Ну, а в жизни военного городка было страшно. Бараки, бараки, бараки… Вся Россия жила тогда, перед войной, и, конечно же, во время войны в бараках. Удобства – во дворе. Но дело не в этом. Страшной была сама «барачная» жизнь: бесконечная ругань женщин, пьяные, оставшиеся вне фронта мужчины. В том числе в таком вот состоянии пребывал иногда и отец, который как мобилизованный на трудфронт работал на Уралтрансе – Уральском транспортном предприятии.
Помню баб, оставшихся без мужиков и начавших потихоньку гулять с парнями, что не ушли еще на фронт или, наоборот, вернулись ранеными и уже не могли воевать. Перед войной открыли много горсадов, танцплощадок, куда вечером ходили девчонки, чтобы вернуться с кем-нибудь и переспать. Потерять девственность стало модно.
К лету сорок первого окончила два курса института, но была очень худенькой и самой маленькой по росту и возрасту. В июле сорок первого предложили место воспитательницы в детском саду военного городка, но я не пошла, потому как даже не намекнули, а прямо сказали, что питаться буду за счет детей. Такой расклад меня не устраивал.
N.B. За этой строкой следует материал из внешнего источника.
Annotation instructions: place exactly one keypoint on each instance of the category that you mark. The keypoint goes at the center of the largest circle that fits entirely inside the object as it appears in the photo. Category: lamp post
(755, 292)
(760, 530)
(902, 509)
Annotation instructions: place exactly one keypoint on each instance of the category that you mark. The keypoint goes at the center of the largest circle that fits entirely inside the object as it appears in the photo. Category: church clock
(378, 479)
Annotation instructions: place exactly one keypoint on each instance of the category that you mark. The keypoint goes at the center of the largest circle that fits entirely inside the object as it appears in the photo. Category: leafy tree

Надо мной посмеялись, а та, что пошла вместо меня, очень скоро купила себе чернобурку и лакированные туфли.
Я же пошла туда, где работал отец, – на Уралтранс и, закончив краткосрочные шоферские курсы, стала «рулить». Пока шоферила, никогда никто из мужиков не приставал. Пить и курить тоже не научилась.
Следующий этап – завод. Косыгин переправил его на Урал из Подмосковья. Завод был колоссальный, военный, номерной, делал продукцию, которая с колес шла на фронт. На заводе вначале поставили к фрезерному станку, но получалось плоховато. Начальник цеха хорошо относился ко мне, а когда внимательно посмотрел мои документы и увидел, что в активе – два курса института, назначил экономистом цеха. И я старалась, очень старалась…
Было очень голодно, хотя обед какой-то давали. Но в супе крупинка бегала за крупинкой, а второе – вермишель – складывала в тряпочку и несла домой Раечке. Мама перед самой войной ушла с работы в столовой – попала в больницу. Ей тогда первый раз сделали операцию на щитовидке. Раечка и она были очень голодными. Пайка отца, его денег ни на что не хватало.
Помню очень частые комсомольские собрания, которые затягивались до полуночи из-за сплошной говорильни. Переливали из пустого в порожнее. Меня это раздражало, потому что потом в полночь приходилось одной топать восемь километров до дому через лес – тайгу. Я не трусиха, но было страшно.
Наверно, в это время за мной стал ухаживать Славка, Слава Корольков, что жил в наших бараках. Он был старше на два года, но не оказался на фронте, потому что носил очки с толстенными стеклами. Славка был невысоким, щуплым и очень добрым. Он так преданно смотрел своими светлыми близорукими глазами, что невольно приводил в смущение.
Не получилось у нас даже дружбы: однажды зимой, выйдя на работу еще затемно, увидела, как Славка справлял нужду за бараком: отхожее место было метров за сто.
Он тоже меня увидел и больше уже никогда не решался подойти. Девчонки барачные говорили, что сильно страдал от случившегося.
А тебя, Мишенька, увидала, когда был ты под потолком цеха на высоте, наверно, метров тридцать или сорок. Был перепоясан специальным поясом, а к поясу привязана веревка – тебя страховали. Что нужно было делать на такой высоте, не помню, да может, и не знала, но меня потрясло само твое бесстрашие, и я впервые в жизни попросила девчат познакомить меня со смельчаком. Когда выразила свое восхищение, ты только сказал: «Я – альпинист». Как потом узнала, ты действительно был альпинистом, участвовал во многих походах на Кавказ. Конечно, до войны.
Наверно, через неделю мы встретились опять в цеху. На ходу остановились и очень внимательно посмотрели друг на друга. Я уже знала, что альпиниста зовут Михаилом Радиным, и он – главный инженер цеха. День и ночь сидел ты тогда в своей стеклянной будке чуть ли ни под потолком цеха. Обзор – триста шестьдесят градусов. Тут же на диване и спал. У тебя одного на весь цех было высшее образование – Московское высшее техническое училище имени Баумана. В тот раз ты попросил разрешения проводить вечером домой. Я согласилась.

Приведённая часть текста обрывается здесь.